January 2, 2009
Look What I Did!
by Laura MacCorkle, Crosswalk.com Senior Entertainment Editor
Humble yourselves before the Lord, and he will lift you up.
James 4:10, NIV
"So ... have we talked about me, yet?"
Several years ago, my good friend Jeremy and I would always kid each other with that question during our conversations. It was said usually after one of us realized we were talking way too much about ourselves. About our accomplishments. Or about anything that we wanted the other to know so he or she could give up some praise and props.
It was said in jest, but also with an ounce of truth. For we really were so self-focused that the other would periodically enter into the "conversation coma" while listening. You know ... the whole eyes glazed over, occasional nodding of the head and maybe an "uh huh" every now and then type of thing.
I have gotten that a lot with my friends over the years. But I used to just think, Well, I'm just very verbal and like to over-describe things and tell really good stories ... so that must be why people can't stay focused on what I'm talking about. Right.
Several times recently, the Holy Spirit has checked me on that interpretation. In one instance, I was sharing with a small group about my "ministry" of reaching out to back-burner Christians. I think if I had just simply said that I feel like the Lord surrounds me with these people and has allowed me to speak into their lives and that's all, then that would have been fine.
But oh no. I had to go on and on and list example after example of how I had "helped" and "ministered" and said exactly the right words to help a brother or sister see his or her bad life decisions, so that they would get back on track with the Lord.
I didn't realize what kind of a peacock moment that was 'til later. I've also noticed that I tend to be less than humble when it comes to sharing about my acts of service. I won't fall into my own trap and list them all out right here and now. But I sure would love to. Why? Because I want the praise. I want the exaltation. I want the recognition. I want to feel like Sally Field at the Academy Awards, get the glory and know that "You like me ... you really like me."
And that's where I get it all wrong. The Bible says that the Lord is the one who is supposed to lift us up. Not ourselves and not our fellow man.

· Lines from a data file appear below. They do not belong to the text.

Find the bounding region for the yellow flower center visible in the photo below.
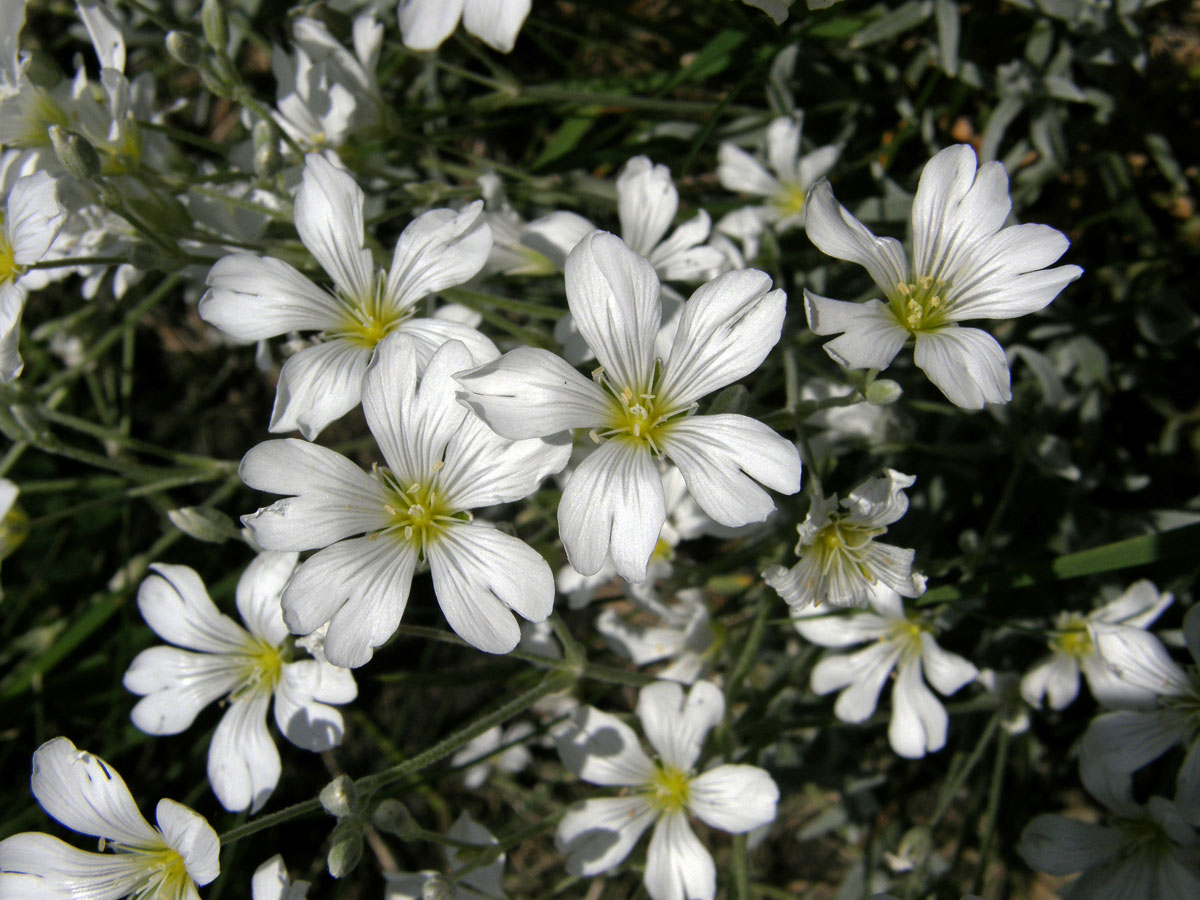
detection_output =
[1050,614,1092,659]
[132,846,194,900]
[773,184,808,218]
[592,362,691,458]
[322,278,412,350]
[0,209,25,284]
[889,275,949,335]
[376,462,470,563]
[649,766,691,812]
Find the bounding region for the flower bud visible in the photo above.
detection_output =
[318,775,361,818]
[325,818,362,878]
[47,125,100,179]
[371,797,421,840]
[866,378,904,407]
[167,31,204,67]
[200,0,229,53]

"This is the one I esteem: he who is humble and contrite in spirit and trembles at my word" (Isaiah 66:2b).
Even if no one ever found out what my "good deeds" were or how I prayed for this person or how I gave financially here and there, I should still be satisfied in knowing that God knows. Because everything I do should be for His glory and not my own. It's a tough pill to swallow for someone who enjoys running her own fan club. But Jesus tells us to live counter to our culture and to our fleshly desires.
This new year I am aiming to start afresh, and I'd like to encourage you in this effort, too. May we both seek humility and look not to ourselves but to what HE is doing in our lives.
"Be careful not to do your 'acts of righteousness' before men, to be seen by them. If you do, you will have no reward from our Father in heaven. So when you give to the needy, do not announce it with trumpets, as the hypocrites do in the synagogues and on the streets, to be honored by men. I tell you the truth, they have received their reward in full. But when you give to the needy, do not let your left hand know what your right hand is doing, so that your giving may be in secret. Then your Father, who sees what is done in secret, will reward you: (Matthew 6:1-4).
Intersecting Faith & Life: Think about an upcoming good deed that you are planning (providing dinner for a sick friend, babysitting, helping someone move, etc.). Tell no one what you are going to do or what you've done after it is completed. The Lord knows. You will have glorified Him, and He will be pleased.